—¿Dónde está el
biberón?— me pregunta ofuscada mi esposa Elena, con su ceño fruncido, los
labios apretados y los ojos saltones. Desde el nacimiento de Rafaelito, ella se
ha convertido en una especie de malabarista, sosteniendo a nuestro bebé en sus
robustos brazos y a la vez prepararando la papilla de verduras o hablando con
mi suegra por télefono o el chat del Skype. Elena es una excelente madre, no
hay duda al respecto, siempre dedicada y esforzada al máximo por nuestro niño.
Sin embargo, hace tiempo no la veo sonreir o coquetearme como cuando éramos enamorados.

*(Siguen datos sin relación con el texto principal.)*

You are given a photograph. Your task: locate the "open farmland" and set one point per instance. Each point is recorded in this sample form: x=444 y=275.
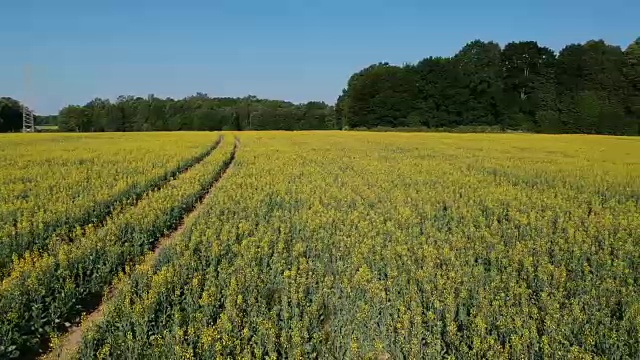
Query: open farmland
x=325 y=245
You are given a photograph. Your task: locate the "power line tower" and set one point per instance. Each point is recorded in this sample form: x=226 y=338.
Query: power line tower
x=28 y=118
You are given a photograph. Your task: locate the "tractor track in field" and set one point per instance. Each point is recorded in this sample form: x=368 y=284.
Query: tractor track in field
x=114 y=206
x=72 y=339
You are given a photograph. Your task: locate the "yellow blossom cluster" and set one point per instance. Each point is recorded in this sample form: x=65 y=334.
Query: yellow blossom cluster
x=47 y=290
x=51 y=185
x=389 y=246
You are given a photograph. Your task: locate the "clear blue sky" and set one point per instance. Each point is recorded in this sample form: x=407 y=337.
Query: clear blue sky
x=295 y=50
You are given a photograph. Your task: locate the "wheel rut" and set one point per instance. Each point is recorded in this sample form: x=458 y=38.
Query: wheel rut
x=70 y=341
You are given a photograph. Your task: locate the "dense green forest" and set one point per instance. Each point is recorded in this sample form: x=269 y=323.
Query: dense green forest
x=591 y=88
x=586 y=88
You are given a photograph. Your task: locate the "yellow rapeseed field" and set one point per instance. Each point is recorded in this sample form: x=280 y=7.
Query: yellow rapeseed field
x=45 y=291
x=390 y=246
x=51 y=184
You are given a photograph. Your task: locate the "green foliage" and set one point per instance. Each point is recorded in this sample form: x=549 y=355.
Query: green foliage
x=198 y=112
x=589 y=88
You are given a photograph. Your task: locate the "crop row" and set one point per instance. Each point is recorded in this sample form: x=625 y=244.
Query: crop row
x=54 y=189
x=388 y=246
x=46 y=291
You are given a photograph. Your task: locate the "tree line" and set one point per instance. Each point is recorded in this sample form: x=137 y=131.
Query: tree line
x=591 y=88
x=198 y=112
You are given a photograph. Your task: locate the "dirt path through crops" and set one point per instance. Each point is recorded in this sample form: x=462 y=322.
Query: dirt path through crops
x=70 y=342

Es como si ahora fuera una mujer diferente, una usurpadora de la risueña esposa
que tuve hasta hace unos meses.
Dicen que traer un niño
al mundo te cambia la vida. Suponía que te la cambiaría para mejor pero luego
de ser testigo del caos en el que se ha convertido mi vida y mi hogar tengo serias
dudas al respecto. Lo peor de criar a un bebé es tener que levantarse en las
madrugadas para atenderlo, casi siempre con los ojos legañosos. Y ni qué decir
de la vida sexual de la pareja, otrora fuente de felicidad y noches calentonas.

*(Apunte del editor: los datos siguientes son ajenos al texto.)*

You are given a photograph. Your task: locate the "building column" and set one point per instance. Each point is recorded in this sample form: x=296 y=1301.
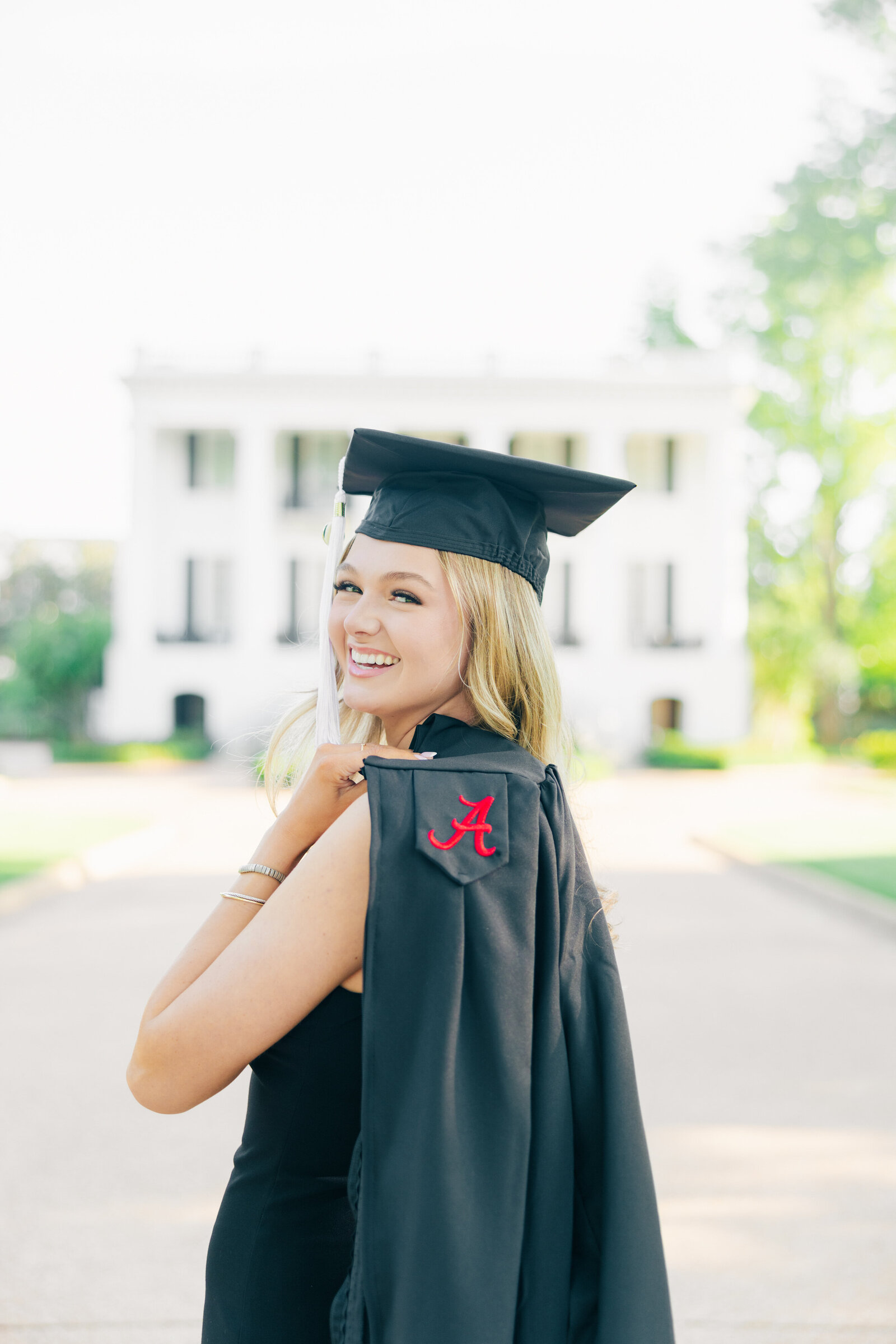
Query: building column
x=255 y=581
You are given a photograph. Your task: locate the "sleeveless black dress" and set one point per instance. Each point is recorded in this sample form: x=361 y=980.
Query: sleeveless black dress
x=282 y=1241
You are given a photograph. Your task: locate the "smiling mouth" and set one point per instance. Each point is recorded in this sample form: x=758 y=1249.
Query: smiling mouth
x=370 y=662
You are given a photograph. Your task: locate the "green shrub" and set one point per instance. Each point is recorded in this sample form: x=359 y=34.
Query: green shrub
x=879 y=748
x=672 y=752
x=182 y=746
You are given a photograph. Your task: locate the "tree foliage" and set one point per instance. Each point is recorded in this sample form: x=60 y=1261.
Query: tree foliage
x=53 y=634
x=820 y=296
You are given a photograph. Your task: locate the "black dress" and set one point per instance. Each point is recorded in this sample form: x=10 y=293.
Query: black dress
x=282 y=1241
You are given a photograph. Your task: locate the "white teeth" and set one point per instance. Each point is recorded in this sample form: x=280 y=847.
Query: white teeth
x=374 y=659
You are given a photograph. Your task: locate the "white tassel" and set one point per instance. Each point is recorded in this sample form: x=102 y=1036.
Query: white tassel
x=327 y=728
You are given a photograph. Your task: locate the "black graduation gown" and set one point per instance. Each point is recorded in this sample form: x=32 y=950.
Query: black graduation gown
x=501 y=1182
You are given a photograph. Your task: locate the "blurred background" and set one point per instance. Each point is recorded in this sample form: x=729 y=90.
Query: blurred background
x=657 y=243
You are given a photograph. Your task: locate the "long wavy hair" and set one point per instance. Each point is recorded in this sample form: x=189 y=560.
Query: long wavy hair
x=511 y=676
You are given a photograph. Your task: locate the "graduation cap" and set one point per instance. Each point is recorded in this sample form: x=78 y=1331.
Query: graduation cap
x=464 y=500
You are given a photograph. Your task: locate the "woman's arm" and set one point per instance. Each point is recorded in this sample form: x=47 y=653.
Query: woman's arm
x=328 y=788
x=277 y=962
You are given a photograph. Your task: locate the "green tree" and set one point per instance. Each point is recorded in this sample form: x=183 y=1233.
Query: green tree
x=820 y=295
x=54 y=628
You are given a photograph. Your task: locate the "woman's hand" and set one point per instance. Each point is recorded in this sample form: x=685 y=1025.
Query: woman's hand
x=329 y=787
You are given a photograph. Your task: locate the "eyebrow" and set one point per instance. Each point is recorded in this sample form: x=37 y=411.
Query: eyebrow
x=393 y=577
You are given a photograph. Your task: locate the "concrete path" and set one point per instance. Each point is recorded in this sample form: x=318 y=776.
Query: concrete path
x=763 y=1030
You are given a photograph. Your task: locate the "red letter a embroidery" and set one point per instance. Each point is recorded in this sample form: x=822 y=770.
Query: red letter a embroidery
x=474 y=821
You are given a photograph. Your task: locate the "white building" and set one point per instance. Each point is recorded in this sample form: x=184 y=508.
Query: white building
x=217 y=589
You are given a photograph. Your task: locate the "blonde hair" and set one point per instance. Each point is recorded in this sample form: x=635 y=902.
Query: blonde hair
x=511 y=678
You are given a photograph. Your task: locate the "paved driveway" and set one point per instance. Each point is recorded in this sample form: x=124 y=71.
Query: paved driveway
x=763 y=1029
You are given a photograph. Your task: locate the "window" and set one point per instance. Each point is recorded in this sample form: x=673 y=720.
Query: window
x=308 y=467
x=200 y=611
x=558 y=604
x=557 y=449
x=664 y=463
x=301 y=601
x=210 y=460
x=657 y=615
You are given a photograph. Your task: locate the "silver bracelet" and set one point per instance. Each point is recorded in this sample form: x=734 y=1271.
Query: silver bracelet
x=265 y=871
x=238 y=895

Ahora uno está tan agotado por el bebé que ni energía existe para un mañanero
de fin de semana. Cambiar los pañales, una actividad tantas veces señalada como
la más difícil para los nuevos padres, es en realidad una de las más fáciles.

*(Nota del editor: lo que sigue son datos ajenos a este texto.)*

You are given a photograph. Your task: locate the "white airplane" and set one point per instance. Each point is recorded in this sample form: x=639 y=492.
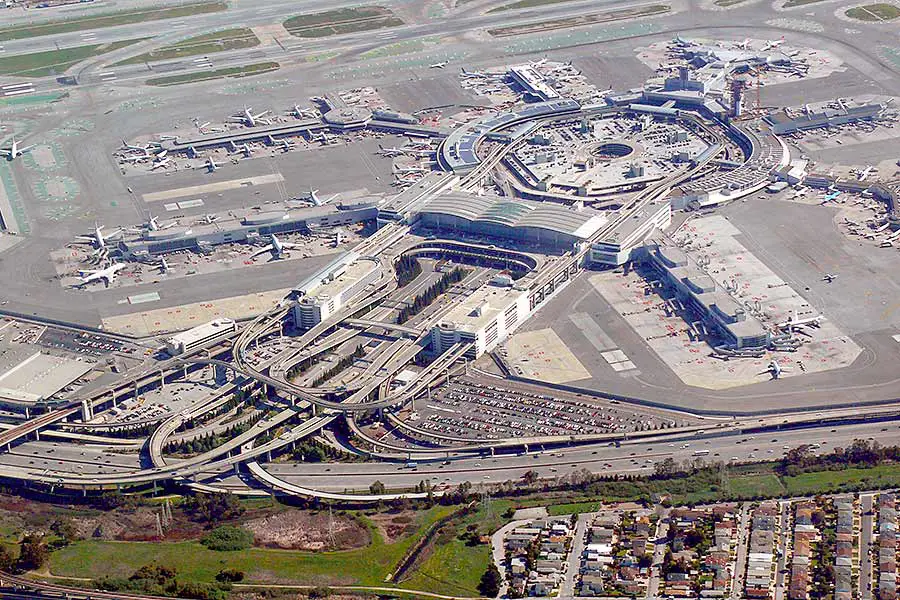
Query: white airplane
x=132 y=148
x=775 y=370
x=106 y=275
x=15 y=151
x=472 y=74
x=313 y=197
x=408 y=170
x=210 y=165
x=276 y=248
x=864 y=174
x=242 y=149
x=795 y=321
x=153 y=224
x=98 y=240
x=249 y=119
x=394 y=151
x=158 y=164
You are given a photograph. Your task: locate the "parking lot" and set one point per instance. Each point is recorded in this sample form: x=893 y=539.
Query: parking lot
x=469 y=407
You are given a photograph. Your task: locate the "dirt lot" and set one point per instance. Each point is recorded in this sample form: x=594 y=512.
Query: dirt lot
x=304 y=530
x=395 y=524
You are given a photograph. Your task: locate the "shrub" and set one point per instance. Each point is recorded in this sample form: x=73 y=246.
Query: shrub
x=230 y=576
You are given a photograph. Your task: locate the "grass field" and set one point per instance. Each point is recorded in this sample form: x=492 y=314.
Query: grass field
x=343 y=20
x=109 y=20
x=210 y=43
x=573 y=508
x=42 y=64
x=451 y=567
x=875 y=12
x=233 y=72
x=750 y=486
x=193 y=561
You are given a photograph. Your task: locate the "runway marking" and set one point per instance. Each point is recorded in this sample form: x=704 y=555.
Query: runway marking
x=141 y=298
x=210 y=188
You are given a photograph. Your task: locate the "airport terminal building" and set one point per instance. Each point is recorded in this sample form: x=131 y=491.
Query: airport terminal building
x=323 y=294
x=719 y=312
x=244 y=227
x=484 y=319
x=549 y=226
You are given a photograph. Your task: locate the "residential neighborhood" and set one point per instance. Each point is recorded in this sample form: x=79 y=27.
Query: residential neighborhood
x=839 y=547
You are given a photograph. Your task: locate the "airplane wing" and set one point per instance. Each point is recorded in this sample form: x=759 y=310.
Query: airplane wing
x=262 y=250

Salvo que el bebé tenga una diarrea endemoniada, las innovaciones de los pañales
en los últimos años aseguran una experiencia que hasta se podría calificar de
placentera.
A veces, en el medio de
la madrugada, cuando cargo a Rafaelito y lo arrullo para que vuelva a dormir,
me pregunto si realmente valió la pena ser padre. De pronto, mientras pienso en
mi pregunta, noto que mi hijito se ha quedado profundamente dormido. Su pequeña
cabeza, del tamaño exacto de una toronja, se apoya sobre el babero que tengo en
mi hombro izquierdo. Con el mismo sigilo de un ladrón de finos diamantes,
retrocedo hasta mi cama y acuesto a Rafaelito entre el cuerpo de Elena y el
mío. Antes de caerme dormido, extenuado de cansancio en realidad, vuelvo a
preguntarme si valió la pena ser padre, haber abandonado mi vida de soltero
empedernido, las amiguitas con beneficios, las interminables noches de juerga
con los amigotes, dormir los domingos hasta el mediodía. No lo sé. Sólo sé que ahora
mismo me estoy cayendo dormido, inevitablemente.
Mi hijo vuelve a
despertarse, el sinvergüenza quiere que lo siga cargando. Dejé de ser el engreído
de la casa, hay un nuevo rey déspota en el trono. Jamás sabré la respuesta. Es
que no hay tiempo para preguntas ridículas cuando eres padre.